But she found there was no need to shrink from Mrs. May. When she confided to the landlady the plans that were in preparation, and the long separation which was impending, Mrs. May was full of encouraging hope. She could narrate cases in which the sea, despite its terrible side, had acted as a beneficent healer and life restorer. She could tell, too, of many who had suffered in the same way as Mr. Challoner, and were still alive—elderly people, with long useful years behind them. To Lucy Challoner this sort of cheer was the more acceptable because it came to her surrounded by an atmosphere, and supported by a foundation, in which neither life nor death were held to be the main things—but only “the will of the Lord,” which could make either death or life blessed both to those who were left and to those who were taken.
Very different was the tone of the notes which came from Lucy’s sister Florence. Mrs. Brand wrote a large hand, so that a very few words covered four sides of a sheet of note-paper; also she wrote, as it were, breathlessly, dropping pronouns and punctuation. She was very forcible in bewailing her sister’s departure to Deal—“So sudden—and such a place—and didn’t Charlie feel the journey—and it mightn’t be amiss if it turned him aside from the bigger scheme—couldn’t bear to think of it—poor dear Lucy all alone—well, the child, of course—and if for Charlie’s good, but it seemed a great risk—wasn’t beginning to look for a successor for Pollie yet; no good being in hurry—better not hire anyone till a day or two before wanted—and Lucy not coming back to London till the very night before Charlie sailed for the North—who was Captain Grant?—hoped he was a decent man—master mariners not always up to much; but if Charlie kept pretty well, perhaps he would not mind about trifles. Must get word as soon as they were sure of dates—must get last look of Charlie—and had good many evening engagements on. Poor dear Lucy, Florence really pitied—things had looked so different at Lucy’s marriage, but might turn out better, even yet.”
As Lucy read those notes, her pulse used to quicken with a sense of revolt. Charlie’s wife was no person to be pitied! Come what might, she was not to be pitied! Her anxieties, her possible sorrows, were not to be regarded as so much ill-luck, to be secretly contrasted by Florence with her own splendid fortune in stalwart, prosperous Jem, and her showy house, and large “visiting circle.”
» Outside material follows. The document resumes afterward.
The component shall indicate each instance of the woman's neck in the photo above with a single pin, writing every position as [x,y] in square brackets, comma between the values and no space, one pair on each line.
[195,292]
After these rebellious sensations, Lucy always turned penitent—said to herself that she was silly and even wicked, and resolved to allow no such feelings to arise again. But Florence’s next note always stirred them anew. The east wind will ruffle us; we can but turn our backs to it, or veil our faces, and afterwards soothe the irritated skin with emollients. So there are natures which thus rush rudely on our souls. And we cannot change those natures, or their effect upon us; we can only avert the worst results by tact, hide our soreness in silence, and heal damages by patience and forbearance. Let us put our conscious misery to a good use by its keeping us humbly aware that any sweetness or amiability that we may seem to possess belongs, after all, almost as much to our environment as to ourselves!
The peaceful resting-time wore to an end. Charlie Challoner and his little boy had made friends with nearly all the Deal “hovellers,” lounging so easily on the shingly shore, watching the sea and the sky, as if there were nothing else to do in life, yet with the strength of scores of conquered storms wrought into their fine old faces. They had heard many stories grave and gay, and little Hugh had gathered up some queer treasures in the way of uncommon shells and stones, and even a little carved boat.
Lucy herself did not talk much to the old boatmen. Her happy relations with Mrs. May had not overcome all her shrinking from strangers, and she preferred to hear of them from Charlie, and to let him tell over their yarns to her. But when she went out with her husband they all gave her kindly greeting. It was Lucy’s delighted pride that whoever knew Charlie first seemed always ready to welcome and approve of her. She revelled in being regarded kindly for his sake. Yet it was as often something of her which had originally commended him. He or she who is wrapped round by a true and tender love carries its grace everywhere.
After Charlie had had his pleasant chats to some of those old men, the one of them had said to the other—
“Reckon that gentleman’s got a good woman belonging to him. Ye sort o’ feel it on him, like ye smell the spicy breezes before ye touch a port o’ the land where spices grow.”
“Course he has,” said the other; “haven’t ye seen her? A winsome lass—one of the little craft that can go through a great deal of rough weather—the sort that’s generally made for that purpose, to my thinking.”